Les personnes qui sont ancrées dans l'apparentement sont souvent malheureuses dans ce monde, et démunies face à une personne qui leur en impose, voire s'impose. Elles se remettent en cause facilement, ce qui les empêche de voir que c'est la posture relationnelle de leur interlocuteur(trice) qui pose problème. Elles n'osent pas le(la) confronter à son attitude, ou restent sans voix face à son culot ou sa mauvaise foi. De ce fait elles lui permettent de continuer à fonctionner de cette façon et se condamnent à subir la relation. Apprendre à répondre sans envenimer la relation est nécessaire. Ce n'est pas facile au début, mais cette dificulté est finalement moins pénible que de subir sans espoir de changement. Des conseils sont donnés pour faire face dans l'article Soigner les relations et des rencontres mensuelles, physiques et virtuelles, sont organisées pour en parler.
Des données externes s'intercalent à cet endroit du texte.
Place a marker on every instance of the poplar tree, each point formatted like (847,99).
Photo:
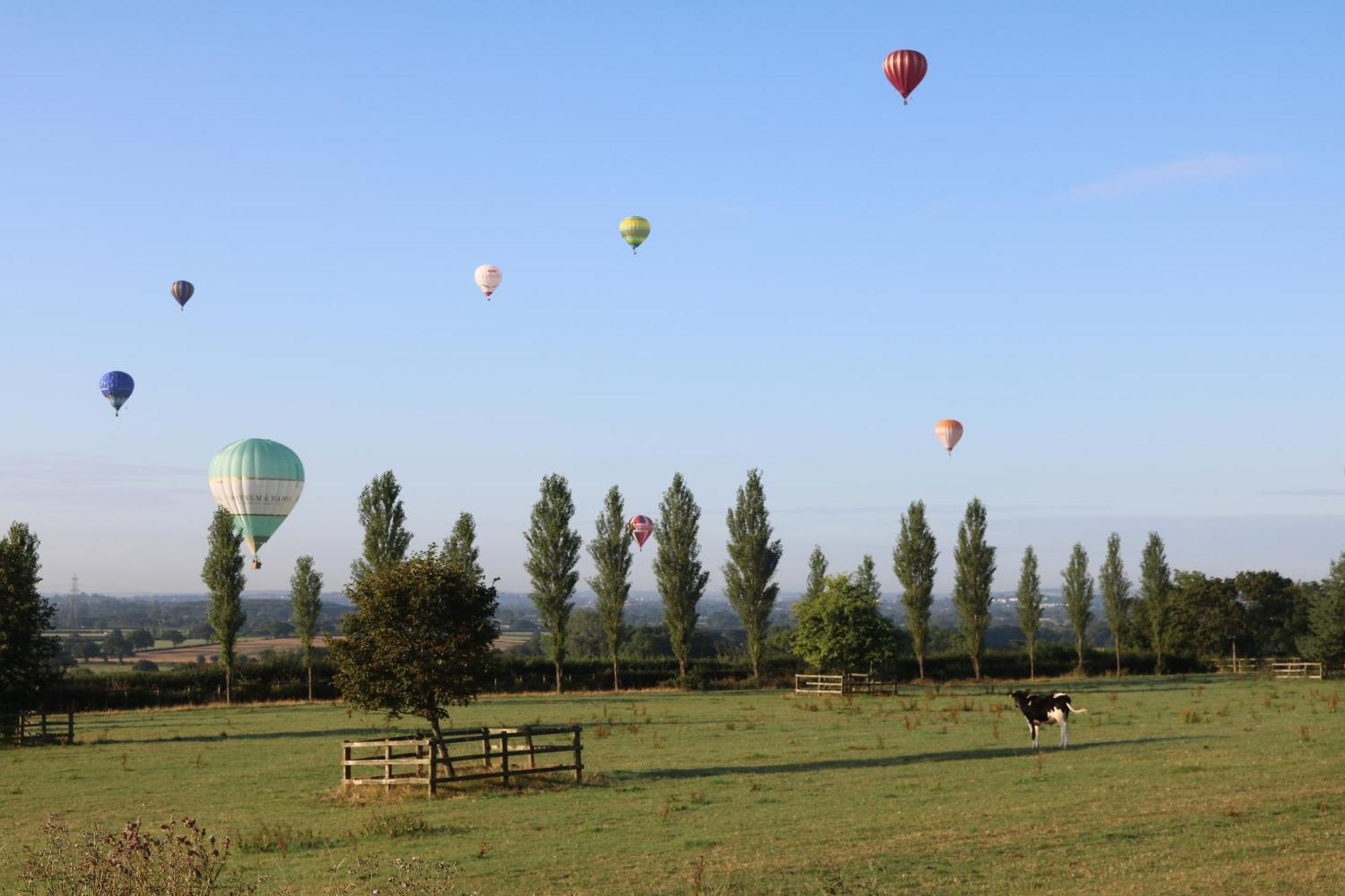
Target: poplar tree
(613,557)
(677,567)
(1116,592)
(461,546)
(817,573)
(753,563)
(914,563)
(384,521)
(306,588)
(28,654)
(553,556)
(1078,588)
(974,564)
(1156,587)
(224,576)
(1030,606)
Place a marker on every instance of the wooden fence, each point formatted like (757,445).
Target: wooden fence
(38,728)
(843,685)
(500,752)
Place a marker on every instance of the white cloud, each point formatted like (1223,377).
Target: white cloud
(1211,167)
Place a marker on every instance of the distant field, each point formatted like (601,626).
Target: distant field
(1171,786)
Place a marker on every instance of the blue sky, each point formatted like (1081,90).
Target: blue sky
(1109,241)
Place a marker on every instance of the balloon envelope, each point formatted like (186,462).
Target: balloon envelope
(642,528)
(949,434)
(259,482)
(182,291)
(636,231)
(488,278)
(116,386)
(906,71)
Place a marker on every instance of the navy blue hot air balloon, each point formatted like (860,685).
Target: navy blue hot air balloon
(182,292)
(116,386)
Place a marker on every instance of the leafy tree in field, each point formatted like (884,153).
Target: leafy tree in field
(914,563)
(754,557)
(1030,606)
(974,564)
(1156,585)
(1078,589)
(1272,619)
(306,588)
(611,555)
(224,576)
(817,573)
(384,521)
(1325,638)
(28,655)
(419,639)
(553,556)
(1116,592)
(677,567)
(461,545)
(843,627)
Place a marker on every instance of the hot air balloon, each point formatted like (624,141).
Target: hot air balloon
(636,231)
(259,482)
(906,71)
(488,278)
(949,432)
(116,386)
(182,291)
(642,528)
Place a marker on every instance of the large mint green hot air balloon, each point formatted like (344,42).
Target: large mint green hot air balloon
(259,482)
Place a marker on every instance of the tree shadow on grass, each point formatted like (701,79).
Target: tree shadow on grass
(882,762)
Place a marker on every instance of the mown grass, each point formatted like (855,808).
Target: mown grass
(1174,784)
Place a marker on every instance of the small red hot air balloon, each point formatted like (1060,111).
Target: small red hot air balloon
(642,528)
(906,71)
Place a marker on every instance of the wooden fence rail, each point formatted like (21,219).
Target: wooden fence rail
(38,728)
(500,752)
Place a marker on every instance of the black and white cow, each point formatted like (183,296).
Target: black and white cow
(1046,709)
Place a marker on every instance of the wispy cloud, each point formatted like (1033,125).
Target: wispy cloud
(1207,169)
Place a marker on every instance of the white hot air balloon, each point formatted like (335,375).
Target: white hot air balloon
(488,278)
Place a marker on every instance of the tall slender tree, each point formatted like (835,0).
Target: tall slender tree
(1078,589)
(754,557)
(974,563)
(817,573)
(914,563)
(384,521)
(1030,606)
(461,546)
(613,557)
(553,556)
(1156,587)
(1116,592)
(224,576)
(28,653)
(306,588)
(677,567)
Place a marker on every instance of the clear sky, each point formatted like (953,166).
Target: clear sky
(1106,237)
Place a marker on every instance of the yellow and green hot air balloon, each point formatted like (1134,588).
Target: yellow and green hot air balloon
(636,231)
(259,482)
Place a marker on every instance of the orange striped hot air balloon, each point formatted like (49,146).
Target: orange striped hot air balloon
(949,432)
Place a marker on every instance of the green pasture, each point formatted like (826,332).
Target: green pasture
(1171,784)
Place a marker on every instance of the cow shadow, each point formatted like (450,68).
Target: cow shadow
(884,762)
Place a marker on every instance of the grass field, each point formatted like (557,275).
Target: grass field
(1175,784)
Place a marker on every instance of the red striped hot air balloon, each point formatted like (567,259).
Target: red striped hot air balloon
(949,432)
(906,71)
(642,528)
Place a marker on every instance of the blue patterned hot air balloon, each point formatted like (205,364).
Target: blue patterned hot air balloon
(116,386)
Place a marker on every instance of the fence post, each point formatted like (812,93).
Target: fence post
(579,763)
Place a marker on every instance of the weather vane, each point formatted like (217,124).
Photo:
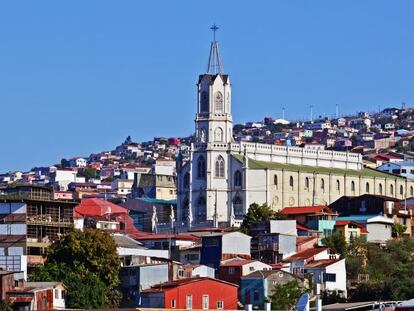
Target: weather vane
(214,28)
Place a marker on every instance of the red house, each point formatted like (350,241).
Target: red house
(192,293)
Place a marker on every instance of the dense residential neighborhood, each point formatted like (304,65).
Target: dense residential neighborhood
(247,216)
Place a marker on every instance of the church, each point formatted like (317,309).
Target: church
(218,178)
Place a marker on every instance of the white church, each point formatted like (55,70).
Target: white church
(218,178)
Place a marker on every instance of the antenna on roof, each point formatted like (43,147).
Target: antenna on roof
(214,60)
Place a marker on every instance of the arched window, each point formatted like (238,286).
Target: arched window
(291,182)
(307,183)
(204,102)
(218,101)
(201,167)
(237,179)
(220,167)
(201,201)
(186,180)
(218,134)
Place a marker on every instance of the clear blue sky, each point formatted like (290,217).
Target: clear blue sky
(79,76)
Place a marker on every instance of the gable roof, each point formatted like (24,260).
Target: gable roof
(298,210)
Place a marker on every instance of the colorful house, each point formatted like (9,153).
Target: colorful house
(193,293)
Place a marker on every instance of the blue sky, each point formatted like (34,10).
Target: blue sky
(79,76)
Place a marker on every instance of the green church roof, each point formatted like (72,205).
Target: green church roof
(365,172)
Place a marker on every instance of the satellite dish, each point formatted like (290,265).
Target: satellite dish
(303,303)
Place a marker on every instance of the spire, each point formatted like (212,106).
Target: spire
(214,61)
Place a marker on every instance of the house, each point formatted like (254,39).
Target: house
(328,275)
(136,278)
(258,286)
(372,205)
(320,218)
(38,296)
(402,168)
(194,293)
(132,252)
(218,246)
(31,219)
(231,270)
(350,229)
(104,215)
(379,227)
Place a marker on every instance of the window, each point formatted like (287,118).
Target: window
(201,167)
(291,182)
(218,101)
(204,102)
(205,302)
(218,134)
(329,277)
(237,179)
(220,167)
(189,302)
(186,180)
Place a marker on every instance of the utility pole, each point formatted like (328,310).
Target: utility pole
(215,225)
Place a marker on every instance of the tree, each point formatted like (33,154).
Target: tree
(285,296)
(88,264)
(398,230)
(336,242)
(258,213)
(89,173)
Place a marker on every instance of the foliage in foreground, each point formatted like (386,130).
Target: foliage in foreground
(258,213)
(88,264)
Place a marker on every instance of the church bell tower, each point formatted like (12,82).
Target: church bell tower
(214,122)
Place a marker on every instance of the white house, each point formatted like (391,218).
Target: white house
(328,275)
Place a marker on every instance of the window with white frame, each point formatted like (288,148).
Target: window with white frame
(189,302)
(205,302)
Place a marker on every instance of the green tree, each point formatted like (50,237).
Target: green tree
(398,230)
(88,264)
(285,297)
(337,243)
(89,173)
(258,213)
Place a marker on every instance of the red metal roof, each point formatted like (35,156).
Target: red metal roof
(98,207)
(298,210)
(187,237)
(306,254)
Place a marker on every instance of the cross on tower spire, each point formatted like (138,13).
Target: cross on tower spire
(214,60)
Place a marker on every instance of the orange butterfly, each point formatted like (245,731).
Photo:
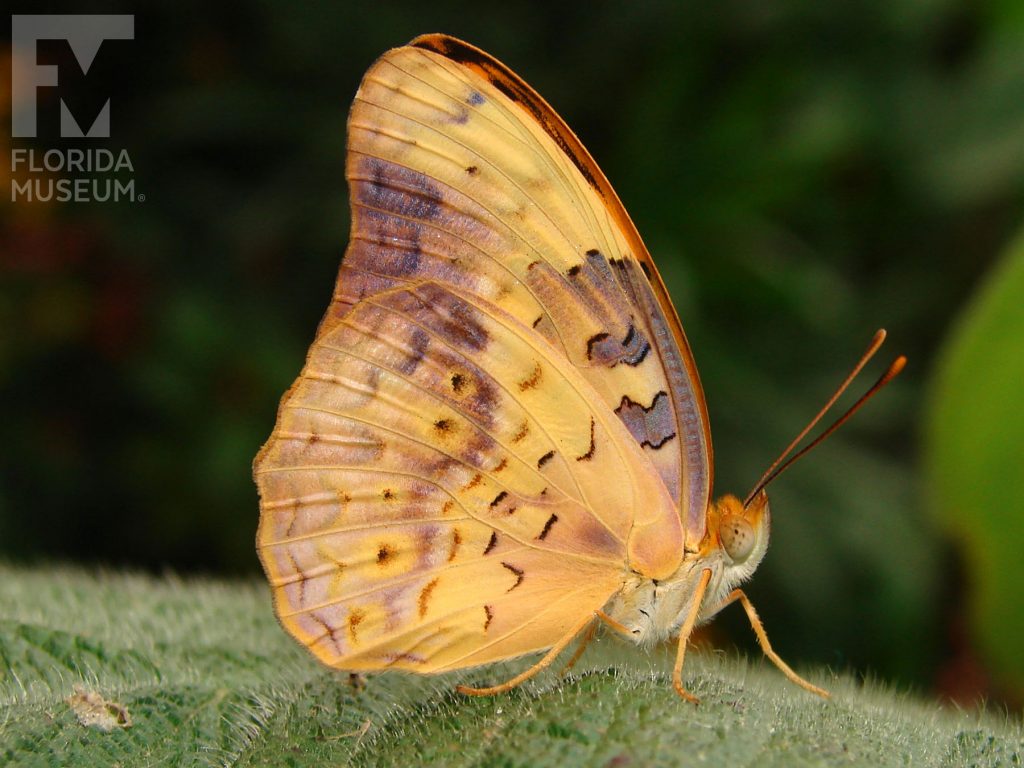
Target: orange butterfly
(499,439)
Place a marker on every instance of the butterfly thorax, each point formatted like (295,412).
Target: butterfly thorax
(733,547)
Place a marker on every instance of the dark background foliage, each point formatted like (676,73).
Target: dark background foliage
(802,172)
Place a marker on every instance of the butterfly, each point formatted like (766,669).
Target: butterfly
(499,440)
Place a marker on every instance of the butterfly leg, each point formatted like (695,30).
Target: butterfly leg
(584,642)
(759,630)
(527,674)
(684,635)
(589,635)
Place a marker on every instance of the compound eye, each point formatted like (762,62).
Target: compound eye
(737,537)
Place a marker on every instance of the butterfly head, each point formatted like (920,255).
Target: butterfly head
(741,532)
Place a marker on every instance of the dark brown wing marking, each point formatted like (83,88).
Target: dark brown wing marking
(590,452)
(518,574)
(653,425)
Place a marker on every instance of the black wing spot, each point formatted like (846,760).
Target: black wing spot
(590,453)
(492,543)
(518,574)
(547,527)
(595,339)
Une personne qui prend conscience qu'elle a été conditionnée à la rivalité et que cela ne lui convient pas peut se recentrer sur ses 4EF. Il n'est jamais trop tard pour le faire et cela fait baisser le stress immédiatement. Se déconditionner prend néanmoins du temps. La personne est donc suceptible de se remettre en rivalité malgré elle, faisant alors ce que nous appelons une "sortie de route relationnelle". Pour autant cela n'invalide pas sa démarche et elle peut toujours se repositionner dans l'apparentement et s'excuser si nécessaire.
Une personne étant généralement dans l'apparentement peut aussi faire une sortie de route relationnelle si elle est confrontée à une situation trop déstabilisante. Nous avons tous notre Ego à gérer, la question est de savoir si nous voulons que ce soit lui qui nous guide dans nos actes ou nos 4EF. Nous, les humains, sommes pétris d'une contradiction intrinsèque connue depuis la nuit des temps, comme l'atteste cette sagesse ancestrale amérindienne :
Un vieil indien explique à son petit-fils que chacun de nous a en lui deux loups qui se livrent bataille.
Le premier loup représente la Sérénité, l'Amour et la Gentillesse.
Le second loup représente la Peur, l'Avidité et la Haine.
"Lequel des deux loups gagne ?" demande l'enfant.
"Celui que l'on nourrit." répond le grand-père.